In a statement to Electrek, Musk clarified the reason for the cancellation:
What we are seeing is that once you have a range above 400 miles, more range doesn’t really matter. There are essentially zero trips above 400 miles where the driver doesn’t need to stop for restroom, food, coffee, etc. anyway.
That may be Musk’s point of view, but it is not one likely shared by Lucid Motors and Churchill Capital Corp IV (NYSE: CCIV). Churchill and Lucid have agreed to a reverse merger that will take Lucid public later this year. The deal, announced in February, would value Lucid at around $24 billion and generate $4.4 billion in net proceeds to the EV maker.
The company’s first vehicle, the Lucid Air, is said to have a single-charge range of around 520 miles.
While Musk is likely correct that 400 miles is plenty of range in most circumstances, Electrek notes other considerations like cold climates that reduce battery range and the “psychological barrier” of a 500-mile range.
Over the weekend, the Wall Street Journal published a story on fully autonomous vehicles suggesting that a car without a steering wheel may never make it to a showroom floor. Elon Musk’s prediction that an autonomous Tesla robotaxi would be available by 2020 has not proven to be true. Recently, Musk changed his tune.
In order for a fully autonomous vehicle to drive like a human, Wall Street Journal writer Christopher Mims says, “researchers have to create AI [artificial intelligence] on par with [a human].” No one knows how to do that.
What good technologists do know how to do is manage expectations by showing off self-driving vehicles in limited test environments where weather conditions are ideal. Then the definition of “autonomous” gets a rewrite, too.
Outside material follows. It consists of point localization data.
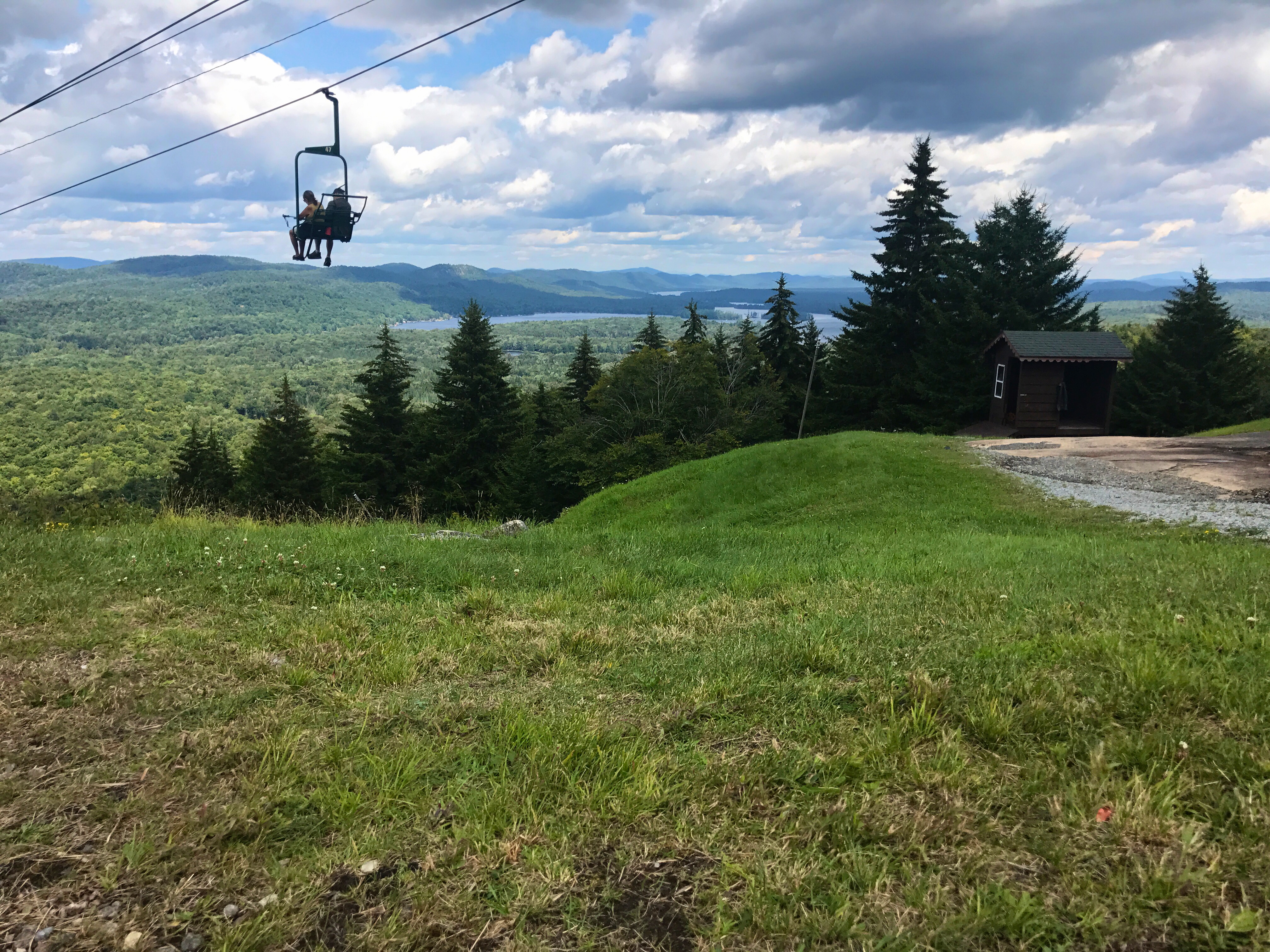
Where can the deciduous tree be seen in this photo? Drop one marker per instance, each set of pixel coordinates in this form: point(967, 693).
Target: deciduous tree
point(281, 471)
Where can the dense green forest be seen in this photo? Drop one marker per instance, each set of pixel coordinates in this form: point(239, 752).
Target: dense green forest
point(101, 377)
point(103, 370)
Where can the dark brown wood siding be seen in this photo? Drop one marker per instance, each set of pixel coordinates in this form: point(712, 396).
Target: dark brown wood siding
point(1000, 356)
point(1037, 414)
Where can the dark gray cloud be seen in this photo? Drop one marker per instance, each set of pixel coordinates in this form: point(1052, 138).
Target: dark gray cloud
point(945, 66)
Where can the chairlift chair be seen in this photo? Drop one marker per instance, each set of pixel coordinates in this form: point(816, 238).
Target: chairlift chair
point(326, 223)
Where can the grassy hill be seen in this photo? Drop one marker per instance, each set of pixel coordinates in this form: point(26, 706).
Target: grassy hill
point(855, 691)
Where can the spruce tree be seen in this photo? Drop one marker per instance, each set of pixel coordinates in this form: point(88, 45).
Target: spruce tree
point(281, 471)
point(219, 474)
point(651, 336)
point(540, 474)
point(1192, 371)
point(694, 329)
point(375, 444)
point(1028, 280)
point(187, 470)
point(475, 419)
point(779, 338)
point(583, 372)
point(921, 284)
point(203, 473)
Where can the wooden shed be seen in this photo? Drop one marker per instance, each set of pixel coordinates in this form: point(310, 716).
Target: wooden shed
point(1055, 384)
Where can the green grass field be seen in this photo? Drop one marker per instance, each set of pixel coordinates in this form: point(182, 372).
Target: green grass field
point(853, 692)
point(1251, 427)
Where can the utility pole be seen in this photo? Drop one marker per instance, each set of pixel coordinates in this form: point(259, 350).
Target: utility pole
point(816, 352)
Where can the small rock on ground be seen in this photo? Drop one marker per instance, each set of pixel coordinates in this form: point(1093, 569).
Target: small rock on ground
point(1146, 496)
point(512, 527)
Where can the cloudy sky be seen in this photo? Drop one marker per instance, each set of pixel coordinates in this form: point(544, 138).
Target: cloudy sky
point(688, 135)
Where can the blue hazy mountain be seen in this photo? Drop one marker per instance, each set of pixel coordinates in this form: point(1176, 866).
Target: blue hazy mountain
point(63, 262)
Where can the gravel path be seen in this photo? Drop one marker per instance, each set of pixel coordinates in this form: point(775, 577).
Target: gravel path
point(1147, 496)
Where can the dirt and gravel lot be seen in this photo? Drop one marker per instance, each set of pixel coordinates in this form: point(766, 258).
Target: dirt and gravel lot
point(1220, 482)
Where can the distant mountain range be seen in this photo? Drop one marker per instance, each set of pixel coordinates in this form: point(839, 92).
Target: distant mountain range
point(449, 287)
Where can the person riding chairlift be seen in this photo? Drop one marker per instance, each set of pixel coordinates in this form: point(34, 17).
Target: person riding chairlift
point(337, 204)
point(312, 205)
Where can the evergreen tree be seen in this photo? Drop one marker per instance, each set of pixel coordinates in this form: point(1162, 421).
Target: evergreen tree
point(375, 441)
point(187, 470)
point(540, 475)
point(779, 338)
point(281, 469)
point(203, 473)
point(219, 475)
point(1193, 371)
point(808, 385)
point(583, 372)
point(475, 419)
point(921, 284)
point(1025, 277)
point(694, 329)
point(651, 336)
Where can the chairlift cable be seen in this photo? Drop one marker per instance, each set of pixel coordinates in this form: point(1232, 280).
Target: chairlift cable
point(173, 86)
point(267, 112)
point(69, 83)
point(96, 73)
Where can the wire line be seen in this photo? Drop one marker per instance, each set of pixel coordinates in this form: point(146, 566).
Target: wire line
point(173, 86)
point(97, 73)
point(267, 112)
point(69, 83)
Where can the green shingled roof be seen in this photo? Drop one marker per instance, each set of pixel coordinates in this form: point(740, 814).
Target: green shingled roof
point(1066, 346)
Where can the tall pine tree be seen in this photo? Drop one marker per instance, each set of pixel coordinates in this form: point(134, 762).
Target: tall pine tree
point(1192, 372)
point(203, 473)
point(694, 328)
point(540, 474)
point(651, 334)
point(475, 421)
point(920, 285)
point(583, 371)
point(1027, 276)
point(281, 471)
point(375, 442)
point(779, 338)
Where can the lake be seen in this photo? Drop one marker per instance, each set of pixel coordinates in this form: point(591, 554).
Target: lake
point(830, 327)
Mims cites Mary Cummings, professor of computer science and director of the Humans and Autonomy Lab at Duke University, who has created a reasoning taxonomy based on the behaviors needed to learn, whether human or machine. The lowest level is skill-based (keep the car in its lane), followed by rules-based (stop at a Stop sign), knowledge-based (is a partially covered Stop sign still a Stop sign?), and expert-based (how to put all of a human’s knowledge and experience to use to escape a tricky situation.